What do you see as the future of STL and generic programming?
I mentioned before the dream of programmers having standard repositories of abstract components with interfaces that are well understood and that conform to common paradigms. To do that there needs to be a lot more effort to develop the scientific underpinnings of this style of programming. STL starts it to some degree by classifying the semantics of some fundamental components. We need to work more on that. The goal is to transform software engineering from a craft to an engineering discipline. It needs a taxonomy of fundamental concepts and some laws that govern those concepts, which are well understood, which can be taught, which every programmer knows even if he cannot state them correctly. Many people know arithmetic even if they never heard of commutativity. Everybody who graduated from high school knows that 2+5 is equal to 5+2. Not all of them know that it is a commutative property of addition. I hope that most programmers will learn the fundamental semantic properties of fundamental operations. What does assignment mean? What does equality mean? How to construct data structures.

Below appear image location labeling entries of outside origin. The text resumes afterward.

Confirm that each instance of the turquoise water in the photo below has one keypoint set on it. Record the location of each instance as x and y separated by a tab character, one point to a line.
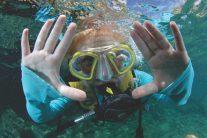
161	121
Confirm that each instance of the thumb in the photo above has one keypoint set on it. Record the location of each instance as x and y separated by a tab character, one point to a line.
147	89
72	93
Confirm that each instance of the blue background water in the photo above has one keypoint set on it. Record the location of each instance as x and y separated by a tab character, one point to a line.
161	121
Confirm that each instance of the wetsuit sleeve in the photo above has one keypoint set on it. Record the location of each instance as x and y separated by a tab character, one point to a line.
43	102
177	92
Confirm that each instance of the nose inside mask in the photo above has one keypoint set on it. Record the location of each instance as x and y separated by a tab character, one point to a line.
104	71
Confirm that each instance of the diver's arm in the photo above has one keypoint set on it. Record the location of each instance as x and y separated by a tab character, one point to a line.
177	92
43	102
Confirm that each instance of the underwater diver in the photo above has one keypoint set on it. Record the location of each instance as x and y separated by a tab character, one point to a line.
103	63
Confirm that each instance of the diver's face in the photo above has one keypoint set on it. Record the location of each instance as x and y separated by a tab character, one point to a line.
98	56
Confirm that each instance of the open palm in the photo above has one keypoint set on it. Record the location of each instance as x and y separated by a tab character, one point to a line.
166	63
46	58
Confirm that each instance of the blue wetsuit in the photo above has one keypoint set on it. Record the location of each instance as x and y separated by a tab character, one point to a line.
44	103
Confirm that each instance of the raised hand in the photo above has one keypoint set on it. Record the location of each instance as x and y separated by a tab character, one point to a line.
46	58
166	63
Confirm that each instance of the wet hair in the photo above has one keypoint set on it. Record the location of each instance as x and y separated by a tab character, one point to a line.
94	32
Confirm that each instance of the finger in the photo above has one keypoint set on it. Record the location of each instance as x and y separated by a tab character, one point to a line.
25	48
72	93
42	36
178	37
54	35
147	89
146	37
62	48
161	40
142	46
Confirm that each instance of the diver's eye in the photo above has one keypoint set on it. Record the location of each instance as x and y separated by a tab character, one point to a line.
86	64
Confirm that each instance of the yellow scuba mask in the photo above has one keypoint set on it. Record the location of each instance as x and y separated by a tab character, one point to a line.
107	62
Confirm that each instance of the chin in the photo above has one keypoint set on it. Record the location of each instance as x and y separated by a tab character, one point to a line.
100	82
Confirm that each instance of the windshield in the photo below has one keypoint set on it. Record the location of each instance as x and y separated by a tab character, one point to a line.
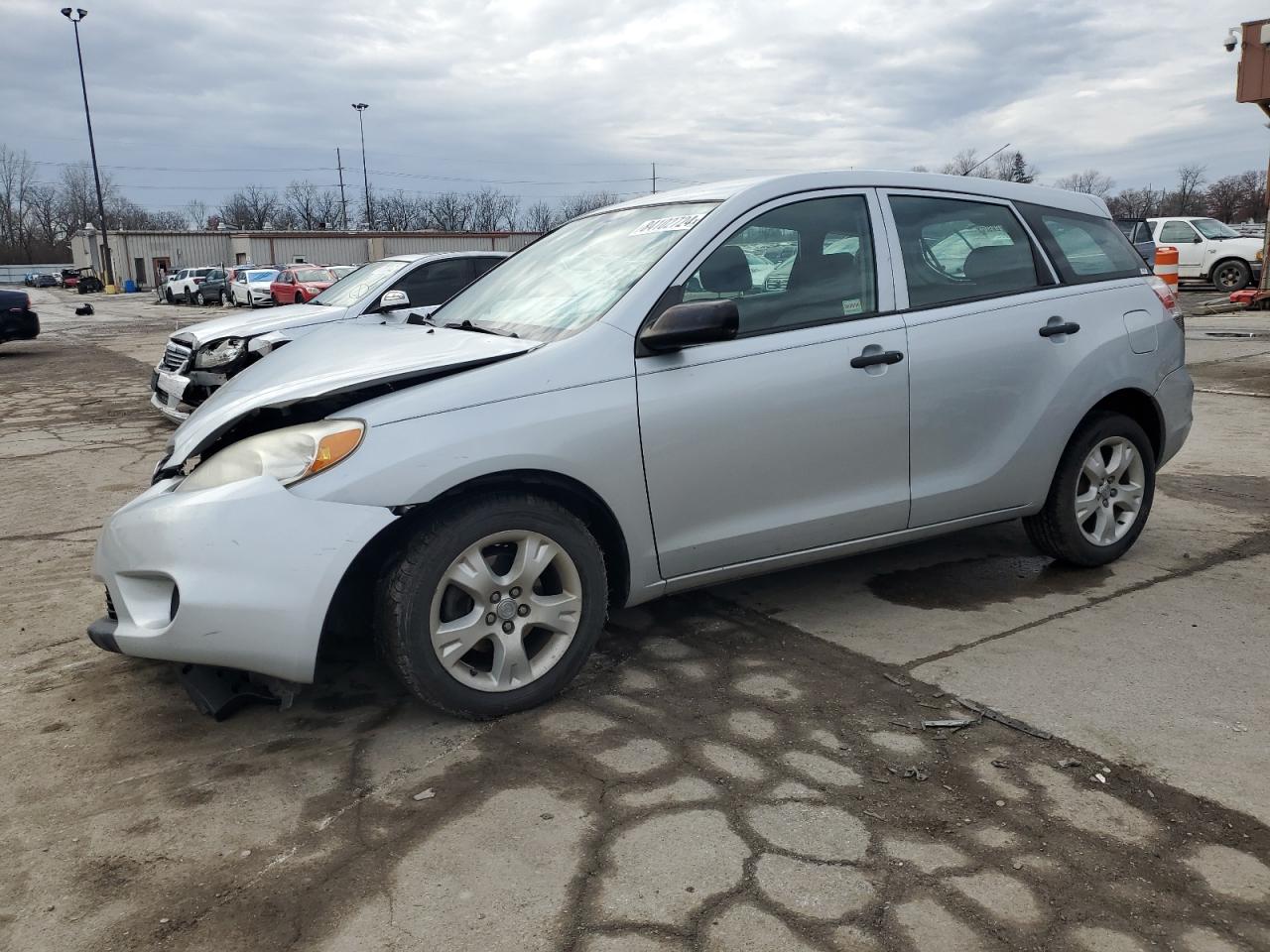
1211	227
354	287
571	277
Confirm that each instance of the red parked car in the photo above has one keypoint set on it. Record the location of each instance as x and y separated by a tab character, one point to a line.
300	284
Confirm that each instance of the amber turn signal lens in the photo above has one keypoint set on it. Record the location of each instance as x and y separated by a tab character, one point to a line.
333	448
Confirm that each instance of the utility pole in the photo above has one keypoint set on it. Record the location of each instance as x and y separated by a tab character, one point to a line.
91	148
343	202
370	212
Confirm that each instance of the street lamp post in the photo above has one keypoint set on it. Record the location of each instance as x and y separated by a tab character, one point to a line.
370	213
91	148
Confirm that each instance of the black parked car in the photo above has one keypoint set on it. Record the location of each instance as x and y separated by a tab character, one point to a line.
213	290
17	320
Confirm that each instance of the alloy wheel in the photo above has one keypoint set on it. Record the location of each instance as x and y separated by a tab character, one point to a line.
506	611
1109	490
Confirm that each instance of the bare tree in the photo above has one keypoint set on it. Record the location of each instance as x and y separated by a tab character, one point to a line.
252	207
585	202
449	211
1188	198
400	211
1091	181
540	216
17	179
1252	184
1224	198
1011	167
962	163
493	211
167	220
44	218
1137	202
310	206
195	213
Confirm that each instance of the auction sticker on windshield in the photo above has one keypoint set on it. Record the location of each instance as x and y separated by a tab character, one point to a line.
676	222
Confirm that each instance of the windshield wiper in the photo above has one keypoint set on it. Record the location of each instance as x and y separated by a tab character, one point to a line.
468	325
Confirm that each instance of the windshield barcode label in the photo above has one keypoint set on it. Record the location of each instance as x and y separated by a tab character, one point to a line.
679	222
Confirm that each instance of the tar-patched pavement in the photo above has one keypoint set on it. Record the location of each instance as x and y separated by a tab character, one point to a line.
742	769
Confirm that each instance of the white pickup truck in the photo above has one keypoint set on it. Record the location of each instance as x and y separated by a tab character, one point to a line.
1209	250
185	284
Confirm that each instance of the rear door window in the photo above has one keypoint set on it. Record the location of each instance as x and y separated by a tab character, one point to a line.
1083	246
1178	231
956	249
436	282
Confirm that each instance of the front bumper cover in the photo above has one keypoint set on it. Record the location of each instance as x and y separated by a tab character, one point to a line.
234	576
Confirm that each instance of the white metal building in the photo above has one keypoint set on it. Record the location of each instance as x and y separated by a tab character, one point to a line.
139	255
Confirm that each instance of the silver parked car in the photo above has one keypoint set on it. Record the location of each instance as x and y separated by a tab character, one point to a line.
619	413
199	358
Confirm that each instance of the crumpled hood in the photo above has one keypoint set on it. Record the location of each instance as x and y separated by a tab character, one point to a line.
248	322
333	361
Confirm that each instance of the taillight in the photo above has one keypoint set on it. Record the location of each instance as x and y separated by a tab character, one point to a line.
1167	298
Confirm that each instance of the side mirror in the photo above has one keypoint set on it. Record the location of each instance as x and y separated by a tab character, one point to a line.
394	298
693	322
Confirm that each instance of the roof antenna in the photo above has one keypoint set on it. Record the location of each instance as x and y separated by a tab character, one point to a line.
984	159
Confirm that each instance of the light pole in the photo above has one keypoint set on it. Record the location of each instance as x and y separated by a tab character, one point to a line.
91	148
370	213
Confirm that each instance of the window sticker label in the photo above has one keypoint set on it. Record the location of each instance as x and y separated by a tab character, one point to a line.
677	222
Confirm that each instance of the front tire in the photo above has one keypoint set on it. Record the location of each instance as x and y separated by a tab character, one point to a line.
1101	494
493	607
1230	276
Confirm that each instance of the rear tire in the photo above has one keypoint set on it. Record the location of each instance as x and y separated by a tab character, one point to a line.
1089	520
1230	276
494	543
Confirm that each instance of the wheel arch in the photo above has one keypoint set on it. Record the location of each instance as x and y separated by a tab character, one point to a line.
1219	262
356	590
1139	407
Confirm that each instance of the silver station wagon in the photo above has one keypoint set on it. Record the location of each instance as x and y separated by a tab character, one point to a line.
630	408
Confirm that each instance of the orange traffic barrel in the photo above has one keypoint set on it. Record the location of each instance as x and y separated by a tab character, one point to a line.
1166	266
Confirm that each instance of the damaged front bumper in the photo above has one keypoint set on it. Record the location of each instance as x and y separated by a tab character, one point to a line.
234	576
177	394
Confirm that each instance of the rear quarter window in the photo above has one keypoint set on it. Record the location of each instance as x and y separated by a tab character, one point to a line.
1083	246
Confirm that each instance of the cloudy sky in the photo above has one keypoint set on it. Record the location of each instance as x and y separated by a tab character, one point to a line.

At present C++ is the best vehicle for this style of programming. I have tried different languages and I think that C++ allows this marvelous combination of abstractness and efficiency. However, I think that it is possible to design a language based on C and on many of the insights that C++ brought into the world, a language which is more suitable to this style of programming, which lacks some of the deficiencies of C++, in particular its enormous size. STL deals with things called concepts. What is an iterator? Not a class. Not a type. It is a concept. (Or, if we want to be more formal, it is what Bourbaki calls a structure type, what logicians call a theory, or what type theory people call a sort.) It is something which doesn't have a linguistic incarnation in C++. But it could. You could have a language where you could talk about concepts, refine them, and then finally form them in a very programmatic kind of way into classes. (There are, of course, languages that deal with sorts, but they are not of much use if you want to sort.) We could have a language where we could define something called forward iterator, which is just defined as a concept in STL---it doesn't have a C++ incarnation. Then we can refine forward iterator into bidirectional iterator. Then random iterator can be refined from that. It is possible to design a language which would enable even far greater ease for this style of programming. I am fully convinced that it has to be as efficient and as close to the machine as are C and C++. And I do believe that it is possible to construct a language that allows close approximation to the machine on the one hand and has the ability to deal with very abstract entities on the other hand. I think that abstractness can be even greater than it is in C++ without creating a gap between underlying machines. I think that generic programming can influence language research and that we will have practical languages, which are easy to use and are well suited for that style of programming. From that you can deduce what I am planning to work on next.